Does $(1)$ provide any limitation for $y$? if not why?

I understand that $g(x)=\dfrac{e^x-e^{-x}}{2}$ has $\mathbb{R}$ as its domain and $g$ is essentially the inverse function of $f$ but I dont know how to formally show that the range of $f$ is $\mathbb{R}$

Answer 1

You can easily evaluate $$ \lim_{x\to\infty}f(x)=\infty $$ but also, with $x=-t$, $$ \lim_{x\to-\infty}f(x)= \lim_{t\to\infty}\ln(-t+\sqrt{t^2+1})= \lim_{t\to\infty}\ln\frac{1}{t+\sqrt{t^2+1}}=-\infty $$ The intermediate value theorem ends the task.

---

Without calculus, one can find the inverse function: if $y=\ln(x+\sqrt{x^2+1})$, then \begin{align} e^y&=x+\sqrt{x^2+1}, \\ e^{-y}&=\frac{1}{\sqrt{x^2+1}+x}=\frac{\sqrt{x^2+1}-x}{x^2+1-x^2}= \sqrt{x^2+1}-x \end{align} and so $$ 2x=e^{y}-e^{-y} $$ which is usually written $x=\sinh y$.

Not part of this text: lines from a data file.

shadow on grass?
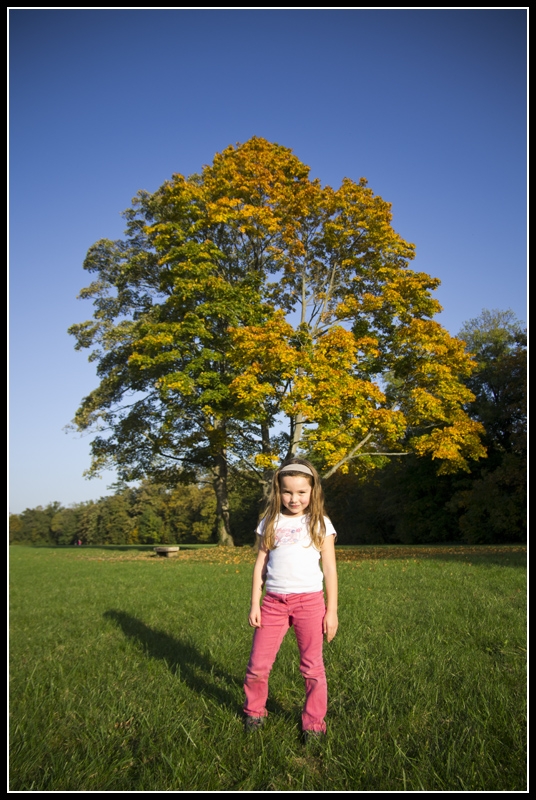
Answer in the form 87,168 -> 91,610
103,610 -> 284,714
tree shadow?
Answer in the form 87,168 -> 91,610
103,609 -> 283,714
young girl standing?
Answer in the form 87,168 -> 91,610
244,458 -> 338,739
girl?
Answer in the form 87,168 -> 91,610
244,458 -> 338,740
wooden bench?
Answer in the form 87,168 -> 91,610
154,546 -> 179,558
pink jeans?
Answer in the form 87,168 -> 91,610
244,592 -> 328,732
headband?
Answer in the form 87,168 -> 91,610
279,464 -> 314,478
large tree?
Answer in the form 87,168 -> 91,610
70,138 -> 483,544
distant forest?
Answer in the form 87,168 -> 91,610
9,312 -> 527,545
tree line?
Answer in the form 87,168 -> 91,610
10,310 -> 526,545
62,137 -> 486,545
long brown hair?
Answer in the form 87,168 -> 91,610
261,458 -> 326,550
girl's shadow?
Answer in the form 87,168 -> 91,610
103,609 -> 282,714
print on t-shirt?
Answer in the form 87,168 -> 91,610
275,525 -> 304,547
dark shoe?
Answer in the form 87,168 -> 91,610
244,717 -> 265,733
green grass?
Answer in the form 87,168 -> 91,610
10,547 -> 526,791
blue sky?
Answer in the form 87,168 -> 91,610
9,9 -> 527,513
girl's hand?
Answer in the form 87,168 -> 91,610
322,611 -> 339,642
248,606 -> 262,628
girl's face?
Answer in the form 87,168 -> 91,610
281,475 -> 313,517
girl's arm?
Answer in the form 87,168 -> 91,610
248,542 -> 270,628
321,536 -> 339,642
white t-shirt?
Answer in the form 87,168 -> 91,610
257,514 -> 336,594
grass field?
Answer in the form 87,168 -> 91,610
10,546 -> 526,791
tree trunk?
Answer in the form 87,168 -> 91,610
213,451 -> 234,547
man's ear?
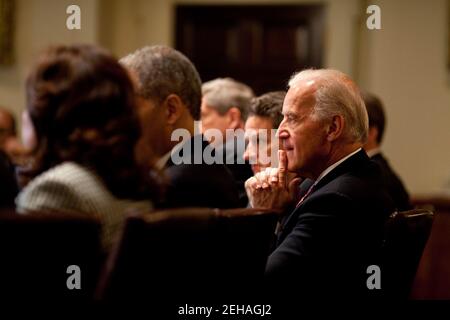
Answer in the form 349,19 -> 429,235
327,115 -> 345,142
226,107 -> 241,129
164,93 -> 184,125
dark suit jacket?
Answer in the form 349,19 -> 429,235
370,153 -> 412,211
217,137 -> 253,208
0,151 -> 17,208
266,150 -> 394,299
159,135 -> 239,208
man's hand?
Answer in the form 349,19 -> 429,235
245,150 -> 301,209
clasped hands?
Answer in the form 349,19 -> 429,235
245,150 -> 302,210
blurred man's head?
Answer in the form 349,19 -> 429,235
120,45 -> 201,157
362,92 -> 386,151
278,69 -> 368,180
244,91 -> 286,174
201,78 -> 254,143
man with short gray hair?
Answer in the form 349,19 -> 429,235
120,45 -> 238,208
246,69 -> 394,299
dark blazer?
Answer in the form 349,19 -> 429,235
370,153 -> 412,211
159,135 -> 239,208
216,137 -> 253,208
0,151 -> 18,208
266,150 -> 394,299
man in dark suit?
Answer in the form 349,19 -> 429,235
120,46 -> 238,208
246,70 -> 394,301
0,150 -> 18,208
362,92 -> 412,211
201,78 -> 254,207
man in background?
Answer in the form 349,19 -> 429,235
362,92 -> 411,211
244,91 -> 286,174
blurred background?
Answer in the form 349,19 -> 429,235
0,0 -> 450,195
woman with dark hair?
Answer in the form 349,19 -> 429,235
16,45 -> 156,249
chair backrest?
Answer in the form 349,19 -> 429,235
97,208 -> 277,301
0,212 -> 101,300
381,209 -> 434,299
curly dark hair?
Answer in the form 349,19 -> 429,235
22,45 -> 157,199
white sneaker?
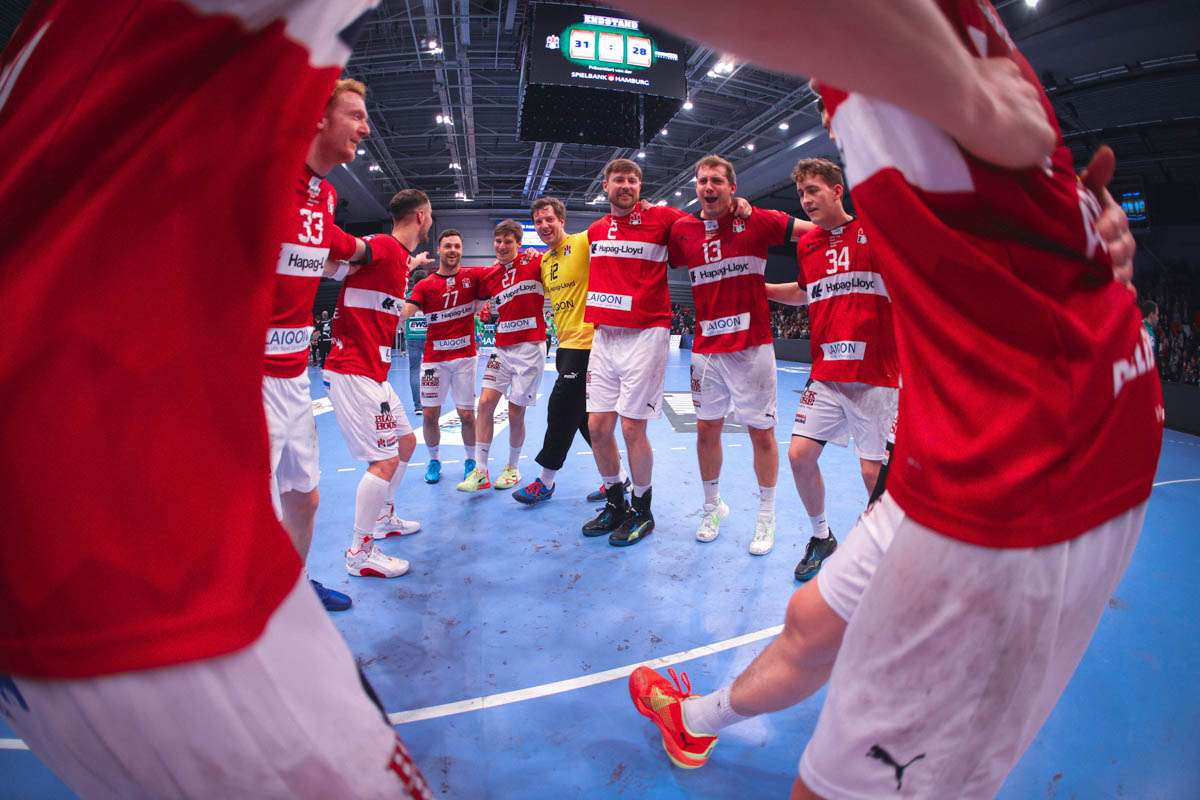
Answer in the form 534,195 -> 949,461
346,542 -> 408,578
371,511 -> 421,539
750,515 -> 775,555
696,498 -> 730,542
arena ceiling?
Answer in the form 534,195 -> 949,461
0,0 -> 1200,222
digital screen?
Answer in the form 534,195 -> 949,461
529,2 -> 688,100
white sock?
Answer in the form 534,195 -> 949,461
683,686 -> 750,735
350,471 -> 390,553
758,486 -> 775,517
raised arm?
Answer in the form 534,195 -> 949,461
612,0 -> 1055,168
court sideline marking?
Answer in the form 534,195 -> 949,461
0,477 -> 1200,750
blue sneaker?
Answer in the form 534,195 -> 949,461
308,578 -> 354,612
512,477 -> 554,506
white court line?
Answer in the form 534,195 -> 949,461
7,477 -> 1200,750
388,625 -> 784,724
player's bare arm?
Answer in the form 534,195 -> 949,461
604,0 -> 1055,169
767,281 -> 811,306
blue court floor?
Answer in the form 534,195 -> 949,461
0,350 -> 1200,800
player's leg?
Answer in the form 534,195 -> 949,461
458,386 -> 500,492
608,327 -> 671,547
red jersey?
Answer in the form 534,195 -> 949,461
670,209 -> 796,353
266,164 -> 355,378
0,0 -> 368,679
325,234 -> 412,384
408,266 -> 488,362
479,253 -> 546,347
826,0 -> 1163,547
796,219 -> 900,387
583,205 -> 686,327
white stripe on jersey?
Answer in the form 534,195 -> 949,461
275,242 -> 329,278
425,302 -> 475,325
833,95 -> 974,192
805,272 -> 892,305
688,255 -> 767,287
266,325 -> 313,355
496,281 -> 546,306
496,317 -> 538,333
700,312 -> 750,336
185,0 -> 378,68
821,342 -> 866,361
342,289 -> 404,317
592,240 -> 667,261
433,336 -> 470,350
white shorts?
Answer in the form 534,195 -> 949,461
325,369 -> 413,462
792,380 -> 900,461
263,372 -> 320,496
421,355 -> 476,410
0,575 -> 424,799
691,344 -> 779,429
587,325 -> 671,420
799,494 -> 1146,800
484,342 -> 546,408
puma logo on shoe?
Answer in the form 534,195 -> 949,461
866,745 -> 925,792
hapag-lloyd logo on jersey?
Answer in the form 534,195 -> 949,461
496,281 -> 542,306
496,317 -> 538,333
427,302 -> 474,325
821,342 -> 866,361
700,312 -> 750,336
433,336 -> 470,350
588,291 -> 634,311
275,242 -> 329,278
266,325 -> 313,355
805,272 -> 892,302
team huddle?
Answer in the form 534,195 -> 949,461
0,0 -> 1164,800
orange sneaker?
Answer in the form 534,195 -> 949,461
629,667 -> 716,770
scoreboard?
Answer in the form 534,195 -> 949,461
529,2 -> 688,100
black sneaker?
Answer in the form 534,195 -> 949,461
796,530 -> 838,583
583,483 -> 630,536
608,489 -> 654,547
588,477 -> 629,503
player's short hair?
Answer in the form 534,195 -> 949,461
388,188 -> 430,222
792,158 -> 846,188
692,152 -> 738,184
529,197 -> 566,222
604,158 -> 642,180
325,78 -> 367,116
492,219 -> 524,245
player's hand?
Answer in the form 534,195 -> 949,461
1079,144 -> 1138,294
947,58 -> 1056,169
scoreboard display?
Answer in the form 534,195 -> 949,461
529,2 -> 688,100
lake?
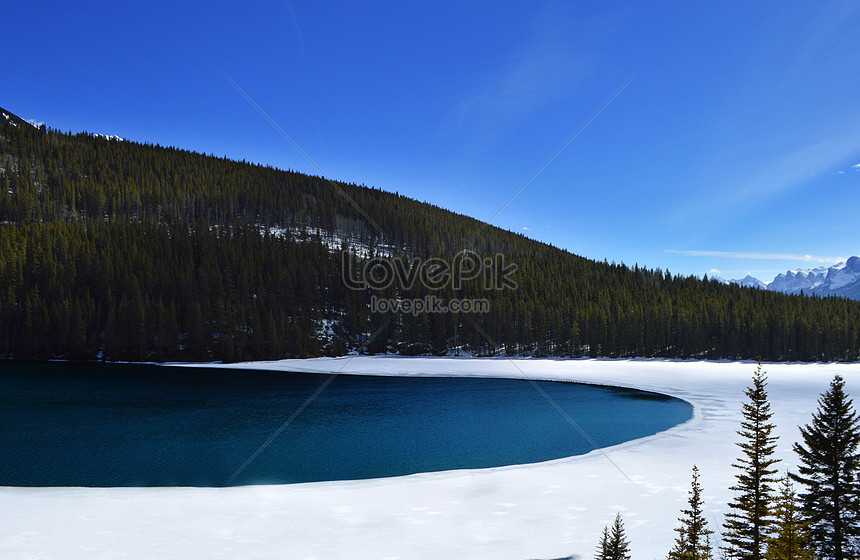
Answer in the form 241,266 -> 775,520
0,363 -> 693,487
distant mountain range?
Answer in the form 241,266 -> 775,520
712,257 -> 860,300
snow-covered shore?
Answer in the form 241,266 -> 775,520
0,356 -> 860,560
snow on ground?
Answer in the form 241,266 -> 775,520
0,356 -> 860,560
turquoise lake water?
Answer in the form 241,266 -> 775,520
0,364 -> 692,487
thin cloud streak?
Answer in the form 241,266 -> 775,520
666,249 -> 845,264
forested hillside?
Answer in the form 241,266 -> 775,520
0,107 -> 860,360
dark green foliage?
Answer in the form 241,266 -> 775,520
0,111 -> 860,360
668,465 -> 714,560
594,512 -> 630,560
790,375 -> 860,560
721,364 -> 779,560
765,476 -> 815,560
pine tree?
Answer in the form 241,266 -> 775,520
669,465 -> 714,560
721,364 -> 779,560
594,525 -> 612,560
594,512 -> 630,560
790,375 -> 860,560
765,476 -> 815,560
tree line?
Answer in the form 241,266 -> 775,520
595,365 -> 860,560
0,109 -> 860,361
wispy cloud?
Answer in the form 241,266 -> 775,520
666,249 -> 845,264
442,5 -> 591,138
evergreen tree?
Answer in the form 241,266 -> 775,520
594,512 -> 630,560
669,465 -> 714,560
790,375 -> 860,560
594,525 -> 612,560
765,475 -> 815,560
721,364 -> 779,560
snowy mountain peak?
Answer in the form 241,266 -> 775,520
714,257 -> 860,300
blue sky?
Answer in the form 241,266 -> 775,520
5,1 -> 860,280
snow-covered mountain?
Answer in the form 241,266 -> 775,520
713,257 -> 860,300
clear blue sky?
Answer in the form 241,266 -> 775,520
6,1 -> 860,280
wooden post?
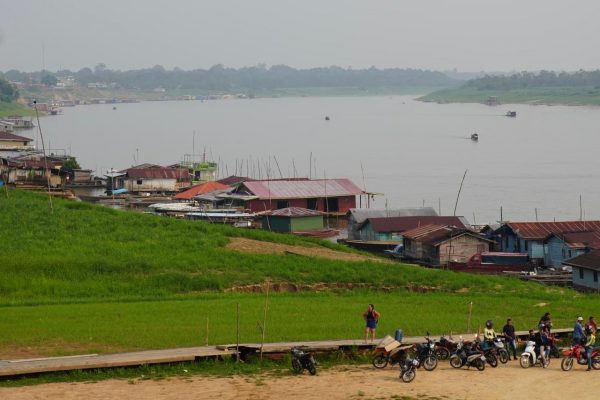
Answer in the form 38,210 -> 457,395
235,301 -> 240,363
467,302 -> 473,333
260,281 -> 271,361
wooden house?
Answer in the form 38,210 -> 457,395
357,215 -> 471,242
229,178 -> 363,215
403,225 -> 492,266
262,207 -> 323,233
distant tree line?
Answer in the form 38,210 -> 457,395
466,70 -> 600,90
0,78 -> 19,103
0,64 -> 455,92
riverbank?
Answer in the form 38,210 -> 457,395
417,86 -> 600,106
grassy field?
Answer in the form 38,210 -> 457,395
419,86 -> 600,105
0,101 -> 35,117
0,190 -> 600,358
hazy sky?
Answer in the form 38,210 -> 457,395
0,0 -> 600,71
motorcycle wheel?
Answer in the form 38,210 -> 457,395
372,354 -> 388,369
423,356 -> 437,371
306,361 -> 317,375
519,355 -> 531,368
498,349 -> 510,364
473,358 -> 485,371
435,347 -> 450,360
292,359 -> 304,374
450,356 -> 462,368
400,368 -> 417,383
560,357 -> 573,371
592,354 -> 600,369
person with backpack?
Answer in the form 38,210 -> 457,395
363,304 -> 381,343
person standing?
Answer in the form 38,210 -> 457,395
502,318 -> 517,360
363,304 -> 381,343
573,317 -> 585,345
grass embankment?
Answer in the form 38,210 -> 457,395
0,101 -> 35,118
0,190 -> 600,358
418,86 -> 600,106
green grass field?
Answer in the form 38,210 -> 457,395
419,86 -> 600,105
0,190 -> 600,358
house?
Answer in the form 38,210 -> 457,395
0,132 -> 33,150
403,225 -> 492,266
0,153 -> 68,188
494,221 -> 600,265
106,164 -> 190,193
262,207 -> 323,233
357,215 -> 471,242
229,178 -> 363,215
563,250 -> 600,292
175,181 -> 229,200
346,207 -> 437,240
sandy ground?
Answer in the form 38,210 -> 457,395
0,359 -> 600,400
225,238 -> 389,262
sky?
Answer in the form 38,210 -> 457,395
0,0 -> 600,71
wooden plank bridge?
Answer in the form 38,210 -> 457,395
0,329 -> 572,378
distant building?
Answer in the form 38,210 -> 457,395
403,225 -> 491,266
0,132 -> 33,150
563,250 -> 600,292
262,207 -> 323,233
346,207 -> 437,240
228,178 -> 364,215
357,215 -> 471,242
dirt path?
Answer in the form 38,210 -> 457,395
225,238 -> 388,262
0,360 -> 600,400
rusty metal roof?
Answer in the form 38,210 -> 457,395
364,215 -> 470,232
0,132 -> 33,142
175,181 -> 229,200
263,207 -> 323,217
506,221 -> 600,240
243,178 -> 363,199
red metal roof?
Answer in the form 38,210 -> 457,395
243,178 -> 363,200
175,181 -> 229,200
123,165 -> 189,180
265,207 -> 323,217
0,132 -> 33,142
506,221 -> 600,240
365,216 -> 470,232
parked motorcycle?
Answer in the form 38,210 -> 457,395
450,338 -> 486,371
415,332 -> 438,371
400,357 -> 420,383
291,347 -> 317,375
560,344 -> 600,371
519,340 -> 550,368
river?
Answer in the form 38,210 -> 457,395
29,96 -> 600,224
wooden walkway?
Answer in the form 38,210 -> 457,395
0,329 -> 572,378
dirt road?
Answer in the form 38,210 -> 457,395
0,360 -> 600,400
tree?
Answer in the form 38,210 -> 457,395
42,75 -> 58,87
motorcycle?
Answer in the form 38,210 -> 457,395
435,336 -> 456,360
450,338 -> 486,371
519,340 -> 550,368
400,357 -> 420,383
415,332 -> 438,371
291,347 -> 317,375
560,344 -> 600,371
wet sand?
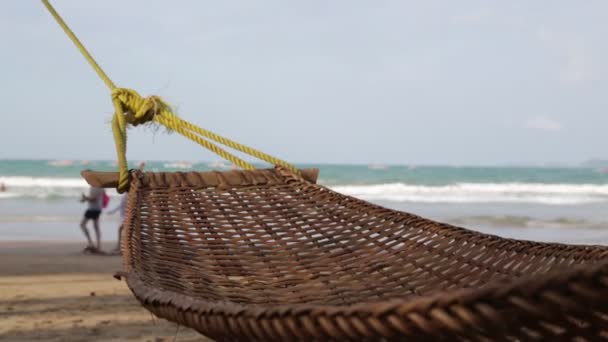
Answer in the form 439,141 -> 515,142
0,241 -> 209,341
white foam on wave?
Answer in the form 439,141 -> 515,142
332,183 -> 608,205
0,176 -> 119,199
0,176 -> 608,205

Now this function is defined with no restriction on $y$: $$ g(y)=\frac{e^{y}-e^{-y}}{2}=\sinh y $$ This precisely means that the range of $f$ is $\mathbb{R}$.

Answer 2

The domain of a function is the set of input or argument values for which the function is real and defined. Solving $$x+\sqrt{x^2+1}>0$$ it is true $\forall x\in \mathbb{R}$. The function has no undefined points nor domain constraints. Therefore, the domain of $f$ is $\mathbb{R}$. For the range you should find the codomain=range. In fact if a function $f(x)$ is mapping $x\mapsto y$, then the inverse function of $f(x)$ maps $y$ back to $x$.

If

$$x=\ln \left(y+\sqrt{y^2+1}\right), \quad x\leftrightarrow y$$

solving to $x$ we have

$$\ln \left(e^x\right)=\ln \left(y+\sqrt{y^2+1}\right)$$ hence for the propriety $\log _b\left(f\left(x\right)\right)=\log _b\left(g\left(x\right)\right)\quad \Rightarrow \quad f\left(x\right)=g\left(x\right)$, we have

$$e^x=y+\sqrt{y^2+1}$$

After squaring

$$e^{2x}=y^2+2y\sqrt{y^2+1}+y^2+1$$ $$e^{2x}-1=\color{red}{2y^2+2y\sqrt{y^2+1}}=2y(y+\sqrt{y^2+1}) \tag{*}$$

Hence being $x=\ln \left(y+\sqrt{y^2+1}\right)\rightarrow y+\sqrt{y^2+1}=e^x$ we have

$$y=\frac{1}{2}e^{-x}\left(e^{2x}-1\right)$$ and the domain of this function (i.e. range) is $\mathbb R$.